In reality though it did affect me quite considerably, mentally and physically, as well as financially – especially my art practice. Suddenly hosting creative workshops was just not possible. There goes one of my income streams!
Exhibitions that were lined up were cancelled or delayed and applications or submissions for other opportunities evaporated. Exhibitions that I had were so affected by lack of tourists and visitors, that it was barely worth the effort. Sayonara another income stream, as well as momentum with various artworks.
I tried to make the best of it by reading, listening to podcasts, music and Audible, researching ideas… and MAKING and creating.
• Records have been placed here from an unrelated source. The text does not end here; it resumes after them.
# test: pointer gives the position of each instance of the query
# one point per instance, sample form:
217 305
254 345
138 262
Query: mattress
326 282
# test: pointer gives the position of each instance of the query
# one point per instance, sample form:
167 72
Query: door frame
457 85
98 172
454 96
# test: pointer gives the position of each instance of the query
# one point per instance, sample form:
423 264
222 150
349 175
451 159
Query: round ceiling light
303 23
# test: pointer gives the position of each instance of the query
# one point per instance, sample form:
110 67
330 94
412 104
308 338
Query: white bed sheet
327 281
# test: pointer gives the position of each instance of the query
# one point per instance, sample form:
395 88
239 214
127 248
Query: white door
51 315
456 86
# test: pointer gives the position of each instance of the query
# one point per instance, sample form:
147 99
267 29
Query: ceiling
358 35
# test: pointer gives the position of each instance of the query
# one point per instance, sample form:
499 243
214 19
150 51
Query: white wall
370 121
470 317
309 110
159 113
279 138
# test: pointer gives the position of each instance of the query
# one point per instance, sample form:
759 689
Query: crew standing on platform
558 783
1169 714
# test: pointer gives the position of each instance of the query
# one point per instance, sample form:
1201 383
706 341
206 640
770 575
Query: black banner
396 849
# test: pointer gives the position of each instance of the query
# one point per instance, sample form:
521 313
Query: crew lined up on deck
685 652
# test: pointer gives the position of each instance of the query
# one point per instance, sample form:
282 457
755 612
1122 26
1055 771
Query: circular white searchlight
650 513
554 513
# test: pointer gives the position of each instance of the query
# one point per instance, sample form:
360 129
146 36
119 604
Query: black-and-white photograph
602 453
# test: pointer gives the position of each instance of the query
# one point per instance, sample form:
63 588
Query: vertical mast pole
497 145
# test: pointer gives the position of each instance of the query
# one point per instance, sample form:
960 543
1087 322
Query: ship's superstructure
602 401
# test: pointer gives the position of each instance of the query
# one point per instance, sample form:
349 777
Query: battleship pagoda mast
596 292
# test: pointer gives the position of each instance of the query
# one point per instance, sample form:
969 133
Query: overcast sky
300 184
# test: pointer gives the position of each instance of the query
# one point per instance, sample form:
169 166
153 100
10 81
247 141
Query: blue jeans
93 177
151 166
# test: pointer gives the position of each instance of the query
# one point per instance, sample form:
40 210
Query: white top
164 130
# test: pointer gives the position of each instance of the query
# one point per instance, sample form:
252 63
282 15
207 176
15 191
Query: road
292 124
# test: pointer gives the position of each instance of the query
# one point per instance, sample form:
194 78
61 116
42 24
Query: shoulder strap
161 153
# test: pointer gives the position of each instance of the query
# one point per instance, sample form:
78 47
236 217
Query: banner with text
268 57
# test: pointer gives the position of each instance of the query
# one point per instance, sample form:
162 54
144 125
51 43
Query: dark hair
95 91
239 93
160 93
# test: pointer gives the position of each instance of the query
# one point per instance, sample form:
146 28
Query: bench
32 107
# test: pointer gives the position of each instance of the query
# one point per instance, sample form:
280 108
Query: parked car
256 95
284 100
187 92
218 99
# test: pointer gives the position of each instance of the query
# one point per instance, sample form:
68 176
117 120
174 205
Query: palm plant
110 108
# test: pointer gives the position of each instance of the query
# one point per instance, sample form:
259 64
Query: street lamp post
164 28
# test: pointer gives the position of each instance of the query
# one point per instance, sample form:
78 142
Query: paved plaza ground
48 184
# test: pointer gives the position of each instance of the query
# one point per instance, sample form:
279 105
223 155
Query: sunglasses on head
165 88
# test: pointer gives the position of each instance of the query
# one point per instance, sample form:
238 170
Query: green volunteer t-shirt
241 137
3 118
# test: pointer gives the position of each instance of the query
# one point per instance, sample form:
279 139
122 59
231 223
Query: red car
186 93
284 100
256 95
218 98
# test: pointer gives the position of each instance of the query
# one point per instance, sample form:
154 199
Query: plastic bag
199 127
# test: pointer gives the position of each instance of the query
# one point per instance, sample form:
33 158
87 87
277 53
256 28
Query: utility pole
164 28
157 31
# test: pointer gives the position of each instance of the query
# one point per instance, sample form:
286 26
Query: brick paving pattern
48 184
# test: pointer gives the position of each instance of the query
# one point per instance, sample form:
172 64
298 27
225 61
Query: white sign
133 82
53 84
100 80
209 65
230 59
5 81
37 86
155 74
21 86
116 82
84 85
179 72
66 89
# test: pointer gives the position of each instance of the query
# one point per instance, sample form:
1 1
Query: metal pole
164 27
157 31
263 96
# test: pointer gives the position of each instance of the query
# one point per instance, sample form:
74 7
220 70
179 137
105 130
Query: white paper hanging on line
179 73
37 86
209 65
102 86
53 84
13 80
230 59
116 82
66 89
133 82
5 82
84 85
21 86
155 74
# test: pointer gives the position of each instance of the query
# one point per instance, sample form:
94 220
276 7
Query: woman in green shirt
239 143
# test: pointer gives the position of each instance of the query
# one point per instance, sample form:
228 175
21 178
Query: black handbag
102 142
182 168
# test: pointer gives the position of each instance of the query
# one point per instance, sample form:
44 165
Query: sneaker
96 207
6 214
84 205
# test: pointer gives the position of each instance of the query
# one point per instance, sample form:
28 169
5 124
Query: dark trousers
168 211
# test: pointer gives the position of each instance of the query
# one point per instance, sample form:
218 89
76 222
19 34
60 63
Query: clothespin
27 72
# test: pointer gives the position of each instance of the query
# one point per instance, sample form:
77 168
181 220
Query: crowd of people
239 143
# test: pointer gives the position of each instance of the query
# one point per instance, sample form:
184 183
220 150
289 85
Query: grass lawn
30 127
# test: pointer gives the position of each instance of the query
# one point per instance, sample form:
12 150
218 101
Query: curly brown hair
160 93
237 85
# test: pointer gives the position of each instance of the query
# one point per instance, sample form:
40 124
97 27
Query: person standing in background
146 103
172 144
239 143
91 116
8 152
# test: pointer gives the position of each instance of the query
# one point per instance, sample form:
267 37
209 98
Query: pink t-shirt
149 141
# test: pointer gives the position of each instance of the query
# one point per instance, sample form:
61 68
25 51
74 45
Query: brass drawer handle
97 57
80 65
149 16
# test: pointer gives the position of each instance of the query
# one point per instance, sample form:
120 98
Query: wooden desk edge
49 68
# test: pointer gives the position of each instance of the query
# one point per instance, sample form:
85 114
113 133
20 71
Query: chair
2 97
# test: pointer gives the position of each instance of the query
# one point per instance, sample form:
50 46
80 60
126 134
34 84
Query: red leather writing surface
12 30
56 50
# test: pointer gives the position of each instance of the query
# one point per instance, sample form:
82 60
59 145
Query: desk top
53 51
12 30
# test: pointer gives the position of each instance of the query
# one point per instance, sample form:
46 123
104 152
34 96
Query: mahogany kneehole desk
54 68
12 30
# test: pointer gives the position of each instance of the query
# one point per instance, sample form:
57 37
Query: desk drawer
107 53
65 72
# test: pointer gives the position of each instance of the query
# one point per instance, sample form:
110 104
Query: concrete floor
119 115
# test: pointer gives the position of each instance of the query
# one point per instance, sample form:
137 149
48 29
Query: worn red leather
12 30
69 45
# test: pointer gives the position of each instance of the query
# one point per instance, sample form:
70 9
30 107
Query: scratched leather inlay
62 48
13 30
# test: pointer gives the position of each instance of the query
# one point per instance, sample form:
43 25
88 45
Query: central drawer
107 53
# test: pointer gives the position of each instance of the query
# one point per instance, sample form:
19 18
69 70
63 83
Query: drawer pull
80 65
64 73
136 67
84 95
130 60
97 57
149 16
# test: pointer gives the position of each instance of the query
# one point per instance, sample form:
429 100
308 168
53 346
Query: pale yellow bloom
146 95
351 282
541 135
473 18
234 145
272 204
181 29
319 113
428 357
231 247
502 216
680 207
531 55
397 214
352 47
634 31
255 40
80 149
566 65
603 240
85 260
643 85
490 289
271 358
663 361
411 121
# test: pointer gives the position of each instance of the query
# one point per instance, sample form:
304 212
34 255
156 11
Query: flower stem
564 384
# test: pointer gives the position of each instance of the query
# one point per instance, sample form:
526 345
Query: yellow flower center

I am really quite a hermit, and happy to be at home pottering – using some of this time to work on new ideas was a no-brainer. I experimented with my breadtags by clipping, stringing, melting, tracing, cottage, printing, taking photos. I did collage, drawing, painting and mixed media. I sorted tags night after night, finding a kind of meditation in the ritual of classifying and sorting them by colour, size, type.
Then my regional arts organisation @ArtsOutWest, put out a call. They had used funding for the arts to create a CD by our regional musicians, called While The Word Waits. ArtsOut West then put out an EOI asked for artists to create a visual response to the music and experience of covid. Brilliant. I wanted do this. And so…
Nervously I edited and tweaked my Bio, created a slideshow of my work- a selected portfolio what I have been creating, and typed up the words to support my application. I knew getting a spot in this would be very competitive, because it was a tremendous opportunity. The exhibition would travel around regional NSW for 12 months, and be curated by the very talented , passionate, established esteemed artist Steven Cavanagh. I hit SEND and submitted .
I waited.
And created a bit more. Waited some more.
The email came.
YAHOO!!!!! I was one of the successful artists! Happy dancing ensued. Then time to get serious.
After several visits to my studio by Steven ( which warrant blogposts all of their own, because typically in my life they were dramatic ) the work for the exhibition was selected, and included a work made of breadtags.
All that time, all that playing and experimenting, thinking, contemplating, reflecting actually came to be something materially obvious, called Colligō – A False Comfort.
You see, I grew up with a collection of blue and white plates, all styles, ages, patterns, lovingly and carefully displayed on our kitchen walls, looked at everyday as we prepared and ate food, ‘broke bread’ so to speak, and shared familial, comforting, domestic moments.
These vessels I made for the exhibition parody that blue and white, echoing the familiar and safety of these memories. But these vessels are made of mass produced single use plastics. Yep- breadtags.
These breadtags may seem like innocuous domestic mundane things, but they represent a waste of valuable natural resources, and a massively growing plastics pollution problem- and so are a palpable, obvious threat to the domestic harmony that most humans are actively seeking out. The practice of using single use plastics is unsustainable, and totally contrary to our long term comfort.
In this way I contribute a little bit to drawing attention to the mundane, and the problem that single use plastics have created for us.
The exhibition opened last week, in Bathurst, and after this begins its journey around regional NSW. I am so chuffed to be part of this, seen alongside other artists I so admire.
So while the world waited, what did I do? I created with breadtags. Of course!